Garudeya merupakan salah satu makhluk mitologi budaya Jawa & Bali. Garudeya digambarkan sebagai Garuda yang mengabdikan dirinya untuk dikendarai oleh Dewa Wisnu. Kali ini, Garudeya telah dipilih sebagai nama angkatan kelas akhir, calon mutakharrijīn-mutakharrijāt Madrasah Muallimin Muallimat tahun ajaran 2025/2026.
Garudeya dipandang memiliki aura gagah nan berani. Namun, tak mengurangi kesederhanaannya untuk tetap rendah hati. Begitulah kira-kira kesan pertama (first impression) dari nama tersebut. Lebih luas lagi, di balik nama tersebut, banyak kisah yang panjang dijabarkan dan luas makna-makna yang terkandung dalam nama tersebut. Pada kesempatan ini, kita akan bahas makna Garudeya di tinjau dari visi madrasah, yakni “Berakhlak, Berilmu, Berkiprah”.

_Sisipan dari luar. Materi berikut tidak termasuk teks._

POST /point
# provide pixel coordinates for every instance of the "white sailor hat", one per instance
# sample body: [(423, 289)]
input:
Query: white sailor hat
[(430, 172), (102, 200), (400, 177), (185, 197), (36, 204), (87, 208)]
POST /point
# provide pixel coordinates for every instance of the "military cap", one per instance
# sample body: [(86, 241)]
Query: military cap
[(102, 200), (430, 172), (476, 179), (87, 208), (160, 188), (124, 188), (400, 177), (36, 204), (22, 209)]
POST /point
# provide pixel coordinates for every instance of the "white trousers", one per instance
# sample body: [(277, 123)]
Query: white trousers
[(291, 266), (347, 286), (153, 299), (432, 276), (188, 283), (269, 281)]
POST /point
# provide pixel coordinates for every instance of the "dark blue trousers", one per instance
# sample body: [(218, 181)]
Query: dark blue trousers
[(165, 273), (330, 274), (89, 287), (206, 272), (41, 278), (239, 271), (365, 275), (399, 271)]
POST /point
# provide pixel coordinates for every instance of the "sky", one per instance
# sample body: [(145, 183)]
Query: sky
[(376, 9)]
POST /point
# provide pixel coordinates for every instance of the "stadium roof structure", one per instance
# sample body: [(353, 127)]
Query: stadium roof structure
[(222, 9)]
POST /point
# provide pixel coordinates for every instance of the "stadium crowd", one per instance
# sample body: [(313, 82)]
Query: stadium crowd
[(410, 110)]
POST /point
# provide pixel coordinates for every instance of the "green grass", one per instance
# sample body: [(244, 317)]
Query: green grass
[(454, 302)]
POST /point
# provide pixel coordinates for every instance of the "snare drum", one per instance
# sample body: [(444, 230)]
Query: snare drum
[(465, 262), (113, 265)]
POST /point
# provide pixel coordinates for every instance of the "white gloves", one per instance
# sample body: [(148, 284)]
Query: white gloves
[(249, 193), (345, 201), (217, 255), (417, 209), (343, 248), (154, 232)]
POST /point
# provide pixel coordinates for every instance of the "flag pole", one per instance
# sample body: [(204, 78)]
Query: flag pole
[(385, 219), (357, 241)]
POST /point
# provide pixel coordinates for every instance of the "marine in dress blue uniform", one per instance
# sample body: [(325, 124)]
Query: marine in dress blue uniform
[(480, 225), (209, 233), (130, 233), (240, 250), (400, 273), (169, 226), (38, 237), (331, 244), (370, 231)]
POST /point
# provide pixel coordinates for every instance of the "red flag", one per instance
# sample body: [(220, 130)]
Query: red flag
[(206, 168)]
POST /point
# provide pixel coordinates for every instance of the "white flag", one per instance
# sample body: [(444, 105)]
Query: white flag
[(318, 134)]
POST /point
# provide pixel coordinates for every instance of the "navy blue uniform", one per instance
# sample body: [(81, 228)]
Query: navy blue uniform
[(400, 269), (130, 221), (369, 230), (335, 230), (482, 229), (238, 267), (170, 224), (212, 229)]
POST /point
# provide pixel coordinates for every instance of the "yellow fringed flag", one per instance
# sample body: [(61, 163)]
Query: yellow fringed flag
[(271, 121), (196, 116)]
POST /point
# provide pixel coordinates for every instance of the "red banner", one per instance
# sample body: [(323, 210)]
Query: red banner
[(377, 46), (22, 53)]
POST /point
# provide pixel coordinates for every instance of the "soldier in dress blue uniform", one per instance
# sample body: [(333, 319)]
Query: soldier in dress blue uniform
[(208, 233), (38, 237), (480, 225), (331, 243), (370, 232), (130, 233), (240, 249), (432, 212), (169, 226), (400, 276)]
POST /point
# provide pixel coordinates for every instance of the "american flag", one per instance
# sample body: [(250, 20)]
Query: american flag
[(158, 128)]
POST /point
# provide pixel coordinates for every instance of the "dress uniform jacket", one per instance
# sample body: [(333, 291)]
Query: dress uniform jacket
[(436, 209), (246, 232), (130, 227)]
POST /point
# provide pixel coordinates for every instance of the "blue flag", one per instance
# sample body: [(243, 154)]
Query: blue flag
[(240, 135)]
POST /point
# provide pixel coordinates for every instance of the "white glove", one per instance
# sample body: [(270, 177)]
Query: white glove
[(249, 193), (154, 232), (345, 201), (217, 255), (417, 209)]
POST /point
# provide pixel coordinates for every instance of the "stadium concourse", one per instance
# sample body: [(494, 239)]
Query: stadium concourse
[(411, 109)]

Dalam kitab Adiparwa, burung Garuda atau Garudeya dikisahkan sebagai pejuang yang tangguh dan berani dalam mencapai sebuah tujuan mulia, yakni membebaskan ibunya, Dewi Winata, yang ditawan dan diperbudak oleh ular raksasa berkepala dua. Ia rela melintas antar-dunia, yakni dunia bumi dan dunia para dewa (kahyangan) demi itu. Segala tantangan dan rintangan ia hadapi untuk mendapatkan air Amerta demi kebebasan ibunya, sesuai permintaan sang ular.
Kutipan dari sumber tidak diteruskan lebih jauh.